Sizes and material type(s) of the extended portion 30 may vary. For example, the distance that the extended portion 30 extends beyond the side 15 of the boot 10 may be in the range of approximately 1/2 inch to approximately 3 inches. Similarly, the extended portion 30 need not be of uniform distance. For example, the extended portion 30 may extend from the boot 10 a greater distance towards the rear of the boot 10 than the front. Further, while it may be advantageous that the extended portion 30 be of sturdy construction, it need not be of the same material as the outer shell. Similarly, the extended portion 30 may be monolithic with the lower portion 14 and/or upper portion 12 of the boot 10. The extended portion 30 may extend longitudinally along the length of the boot 10 for different distances, depending on the embodiment. For example, the extended portion 30 may extend longitudinally along a length of the boot 10 at least in a range of approximately 3 inches to substantially a length of the lower portion 14. In any event, the shape, configuration, and construct of the single, or dual extended portion 30 is such that a skier 100 (FIGS. 5A, 5B) can perform techniques, such as “grinding.”
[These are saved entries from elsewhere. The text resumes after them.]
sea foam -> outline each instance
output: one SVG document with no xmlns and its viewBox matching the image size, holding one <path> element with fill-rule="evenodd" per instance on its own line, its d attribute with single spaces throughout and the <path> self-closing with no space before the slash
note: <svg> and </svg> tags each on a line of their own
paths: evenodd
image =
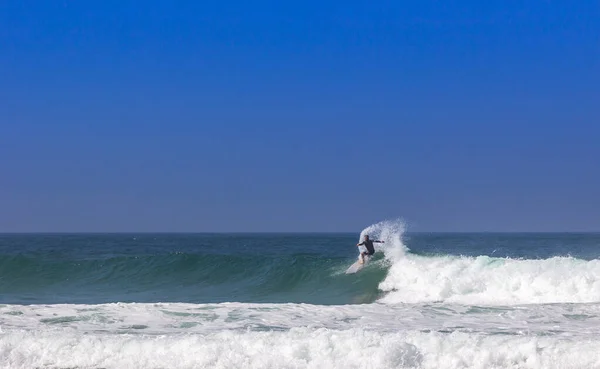
<svg viewBox="0 0 600 369">
<path fill-rule="evenodd" d="M 422 256 L 403 243 L 404 224 L 386 221 L 361 232 L 378 244 L 389 267 L 378 288 L 383 303 L 483 305 L 600 302 L 600 260 Z"/>
<path fill-rule="evenodd" d="M 44 368 L 600 368 L 600 340 L 294 328 L 209 335 L 15 331 L 0 366 Z"/>
<path fill-rule="evenodd" d="M 386 303 L 484 305 L 600 301 L 600 261 L 421 257 L 395 260 L 379 288 Z"/>
</svg>

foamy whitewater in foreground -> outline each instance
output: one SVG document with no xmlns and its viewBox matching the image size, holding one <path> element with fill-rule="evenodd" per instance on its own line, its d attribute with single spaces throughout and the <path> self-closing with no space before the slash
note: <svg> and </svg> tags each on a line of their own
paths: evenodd
<svg viewBox="0 0 600 369">
<path fill-rule="evenodd" d="M 198 236 L 164 254 L 160 238 L 79 256 L 6 247 L 0 367 L 600 368 L 600 236 L 366 233 L 383 257 L 356 275 L 344 274 L 356 236 Z M 222 264 L 201 264 L 199 244 Z"/>
</svg>

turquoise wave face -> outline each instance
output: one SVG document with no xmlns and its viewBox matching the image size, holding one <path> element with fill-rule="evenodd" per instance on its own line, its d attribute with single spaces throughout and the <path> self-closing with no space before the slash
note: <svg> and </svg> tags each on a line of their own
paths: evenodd
<svg viewBox="0 0 600 369">
<path fill-rule="evenodd" d="M 30 240 L 0 254 L 0 302 L 364 303 L 385 276 L 382 258 L 344 274 L 356 252 L 345 236 L 209 238 Z"/>
</svg>

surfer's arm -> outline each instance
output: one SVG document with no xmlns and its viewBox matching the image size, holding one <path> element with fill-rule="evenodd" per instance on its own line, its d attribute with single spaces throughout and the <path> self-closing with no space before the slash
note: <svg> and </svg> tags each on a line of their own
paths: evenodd
<svg viewBox="0 0 600 369">
<path fill-rule="evenodd" d="M 364 242 L 361 242 L 361 243 L 357 243 L 356 246 L 362 246 L 364 244 L 365 244 Z"/>
<path fill-rule="evenodd" d="M 384 241 L 373 241 L 375 243 L 385 243 Z"/>
</svg>

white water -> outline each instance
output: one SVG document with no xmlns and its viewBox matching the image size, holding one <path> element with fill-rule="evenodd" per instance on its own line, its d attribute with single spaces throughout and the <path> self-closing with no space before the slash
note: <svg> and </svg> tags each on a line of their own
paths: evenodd
<svg viewBox="0 0 600 369">
<path fill-rule="evenodd" d="M 293 328 L 211 335 L 11 332 L 3 368 L 585 368 L 600 367 L 600 340 L 375 333 Z"/>
<path fill-rule="evenodd" d="M 0 317 L 8 369 L 600 368 L 596 304 L 7 305 Z"/>
<path fill-rule="evenodd" d="M 361 233 L 385 241 L 389 270 L 380 302 L 444 302 L 517 305 L 600 302 L 600 260 L 554 257 L 540 260 L 488 256 L 424 257 L 408 252 L 402 222 L 381 222 Z"/>
<path fill-rule="evenodd" d="M 44 331 L 135 334 L 210 334 L 289 330 L 294 327 L 376 332 L 460 330 L 485 334 L 557 334 L 588 337 L 600 333 L 599 304 L 473 307 L 450 304 L 102 304 L 5 305 L 0 326 Z"/>
<path fill-rule="evenodd" d="M 600 301 L 600 261 L 479 257 L 396 260 L 379 285 L 386 303 L 513 305 Z"/>
</svg>

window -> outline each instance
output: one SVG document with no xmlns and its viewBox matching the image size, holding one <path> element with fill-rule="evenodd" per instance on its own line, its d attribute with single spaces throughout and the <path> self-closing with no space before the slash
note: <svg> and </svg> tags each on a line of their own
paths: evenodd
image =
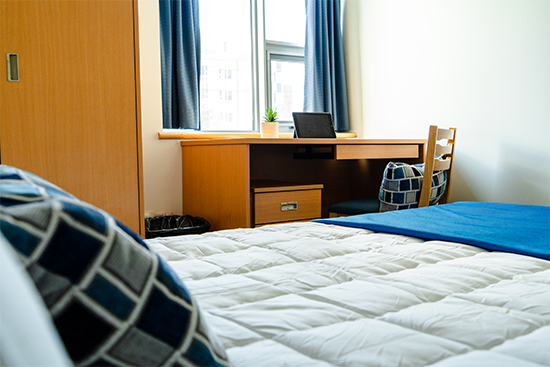
<svg viewBox="0 0 550 367">
<path fill-rule="evenodd" d="M 199 8 L 201 65 L 218 70 L 202 75 L 201 88 L 219 96 L 201 94 L 201 130 L 253 130 L 251 2 L 200 0 Z"/>
<path fill-rule="evenodd" d="M 303 109 L 304 2 L 200 0 L 199 7 L 201 130 L 257 130 L 269 107 L 283 128 L 292 126 L 292 112 Z"/>
<path fill-rule="evenodd" d="M 306 9 L 303 0 L 265 0 L 265 39 L 304 46 Z"/>
<path fill-rule="evenodd" d="M 283 129 L 294 126 L 292 112 L 304 108 L 304 1 L 265 0 L 267 106 Z M 284 19 L 284 26 L 281 26 Z"/>
<path fill-rule="evenodd" d="M 292 112 L 304 108 L 304 58 L 270 54 L 270 107 L 280 123 L 292 124 Z"/>
</svg>

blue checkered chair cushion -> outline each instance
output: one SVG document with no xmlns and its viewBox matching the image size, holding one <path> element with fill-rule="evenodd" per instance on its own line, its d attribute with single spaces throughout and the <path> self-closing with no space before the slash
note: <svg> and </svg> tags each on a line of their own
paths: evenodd
<svg viewBox="0 0 550 367">
<path fill-rule="evenodd" d="M 0 166 L 0 229 L 76 365 L 229 365 L 173 270 L 104 211 Z"/>
<path fill-rule="evenodd" d="M 388 163 L 380 186 L 380 212 L 418 208 L 423 175 L 424 164 Z M 439 203 L 446 186 L 447 171 L 435 173 L 432 177 L 430 205 Z"/>
</svg>

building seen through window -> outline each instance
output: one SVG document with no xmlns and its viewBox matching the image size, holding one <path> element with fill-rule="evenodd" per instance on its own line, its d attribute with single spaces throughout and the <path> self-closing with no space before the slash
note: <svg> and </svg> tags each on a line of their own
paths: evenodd
<svg viewBox="0 0 550 367">
<path fill-rule="evenodd" d="M 303 109 L 304 2 L 200 0 L 199 9 L 201 130 L 257 129 L 269 107 L 291 124 Z"/>
<path fill-rule="evenodd" d="M 292 112 L 304 108 L 304 60 L 271 55 L 270 64 L 271 108 L 280 121 L 292 121 Z"/>
<path fill-rule="evenodd" d="M 252 130 L 249 0 L 200 0 L 201 130 Z"/>
</svg>

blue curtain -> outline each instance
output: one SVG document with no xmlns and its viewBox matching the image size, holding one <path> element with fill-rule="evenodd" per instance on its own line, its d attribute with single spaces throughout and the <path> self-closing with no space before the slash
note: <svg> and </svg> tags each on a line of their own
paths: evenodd
<svg viewBox="0 0 550 367">
<path fill-rule="evenodd" d="M 330 112 L 336 131 L 349 130 L 340 0 L 305 0 L 304 111 Z"/>
<path fill-rule="evenodd" d="M 159 0 L 165 129 L 200 129 L 199 0 Z"/>
</svg>

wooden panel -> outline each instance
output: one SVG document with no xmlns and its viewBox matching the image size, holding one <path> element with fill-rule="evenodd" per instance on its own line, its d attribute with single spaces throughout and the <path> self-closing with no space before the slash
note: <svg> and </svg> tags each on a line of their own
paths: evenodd
<svg viewBox="0 0 550 367">
<path fill-rule="evenodd" d="M 0 150 L 140 231 L 134 5 L 0 2 L 0 72 L 18 53 L 21 78 L 0 78 Z"/>
<path fill-rule="evenodd" d="M 336 159 L 418 158 L 418 145 L 337 145 Z"/>
<path fill-rule="evenodd" d="M 455 132 L 453 129 L 437 129 L 437 140 L 450 139 L 453 140 Z"/>
<path fill-rule="evenodd" d="M 441 155 L 441 154 L 451 154 L 453 152 L 453 146 L 452 145 L 439 145 L 437 144 L 435 146 L 435 155 Z"/>
<path fill-rule="evenodd" d="M 451 168 L 451 159 L 436 159 L 434 161 L 434 171 L 445 171 L 447 169 Z"/>
<path fill-rule="evenodd" d="M 281 210 L 282 203 L 296 203 L 296 210 Z M 321 217 L 321 190 L 264 192 L 254 195 L 255 224 L 289 222 Z"/>
<path fill-rule="evenodd" d="M 248 145 L 182 147 L 183 211 L 211 230 L 250 227 Z"/>
</svg>

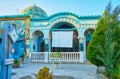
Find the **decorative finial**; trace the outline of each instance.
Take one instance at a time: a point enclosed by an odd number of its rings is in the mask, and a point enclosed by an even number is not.
[[[36,6],[36,3],[34,3],[34,6]]]
[[[16,9],[16,11],[17,11],[17,14],[19,14],[19,9]]]

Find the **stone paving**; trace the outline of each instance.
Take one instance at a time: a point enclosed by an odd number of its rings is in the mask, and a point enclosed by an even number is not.
[[[22,64],[20,68],[12,69],[14,75],[12,79],[20,79],[23,76],[31,76],[35,79],[35,74],[39,69],[47,66],[53,75],[58,76],[72,76],[75,79],[97,79],[96,66],[92,64],[61,64],[59,69],[56,69],[53,64],[44,63],[29,63]]]

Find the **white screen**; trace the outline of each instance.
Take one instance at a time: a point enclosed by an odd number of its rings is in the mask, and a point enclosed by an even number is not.
[[[52,31],[52,47],[72,48],[73,31]]]

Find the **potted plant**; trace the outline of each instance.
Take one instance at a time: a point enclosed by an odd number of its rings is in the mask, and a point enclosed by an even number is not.
[[[22,63],[22,62],[24,61],[24,57],[25,57],[24,54],[21,54],[21,55],[20,55],[20,63]]]
[[[59,68],[59,64],[60,64],[59,61],[54,61],[54,66],[55,66],[55,68]]]
[[[14,59],[12,67],[13,68],[19,68],[20,67],[20,62],[19,62],[18,59]]]
[[[51,58],[62,58],[62,54],[60,52],[55,52],[50,55]]]
[[[54,59],[53,63],[55,67],[58,68],[60,64],[59,58],[62,58],[62,54],[60,52],[55,52],[50,55],[50,58]]]

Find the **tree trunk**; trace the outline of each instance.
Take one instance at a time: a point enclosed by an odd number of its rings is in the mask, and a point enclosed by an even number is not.
[[[103,74],[104,72],[104,67],[103,66],[97,66],[96,69],[96,75],[98,79],[109,79],[105,77],[105,74]]]

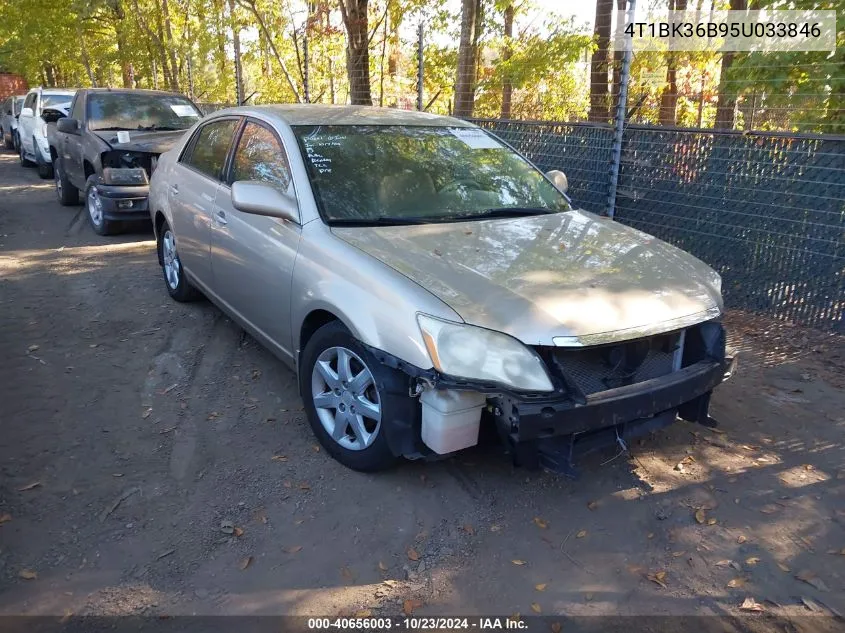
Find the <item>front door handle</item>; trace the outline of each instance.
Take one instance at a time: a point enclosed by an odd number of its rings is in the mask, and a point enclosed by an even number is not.
[[[226,213],[224,211],[218,211],[214,215],[217,217],[217,224],[225,225],[229,223],[229,221],[226,219]]]
[[[174,196],[178,196],[179,195],[179,185],[170,185],[170,193],[172,193]]]

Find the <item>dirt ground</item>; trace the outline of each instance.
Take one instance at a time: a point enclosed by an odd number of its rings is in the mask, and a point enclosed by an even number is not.
[[[95,235],[8,152],[0,309],[0,614],[845,613],[841,338],[730,314],[720,430],[576,481],[496,446],[363,475],[288,370],[168,298],[148,227]]]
Turning to FIG. 4A and 4B, which depict a side elevation and bottom view, respectively, of a ski boot system 40 in accordance with an embodiment of the present invention. The system 40 may include a boot 10 such as that described herein and a ski 50 operatively attached to the boot 10. As discussed the ski 50 may be integrated with the boot 10 or removably attachable to the boot 10 with a variety of binding systems 52 on the ski 50 acting in consort with a suitable ski binding receiving system 18 on the boot 10. The ski 50 may be of any suitable length for skiing and/or doing various techniques. For example, the length of the ski 50 may be in a range of approximately 12 inches to approximately 250 cm. In any event, the ski 50 may further include a recess 54 located along a lower surface 56 of the ski 50. This recess 54, similar functionally to the extended portion 30 on the boot 10 discussed herein, allows an additional feature of “grinding” for the skier 100. Specifically, the recess 54, which may be located, for example, underneath the boot 10, is configured so as to also receive a rail 98 and to allow travel by the skier 100, in this case, transversely along the rail 98 (FIG. 6B). Similarly, the recess 54 need not be curved in its shape. Other suitable shapes, depths, and/or the like may be employed while still suitably receiving the rail 98. The recess 54 may have a cross-section shape being one selected from a group consisting of: channel-shaped, curved, angled, and box-shaped. Further, the recess 54 may be symmetrical in cross-section, asymmetrical in cross-section, and/or the like. The shape and depth of the recess 54, while suitable for “grinding” (FIG. 6B), may be such so as to also allow for “traditional” skiing position with the ski 50 (i.e., ski traveling with longitudinal length of ski 50 going down the fall line). FIGS. 5A through 5D show various suitable recesses 54 on a ski 50 of the system 40.

The foregoing description of the preferred embodiments of this invention has been presented for purposes of illustration and description. It is not intended to be exhaustive or to limit the invention to the precise form disclosed, and obviously, many modifications and variations are possible.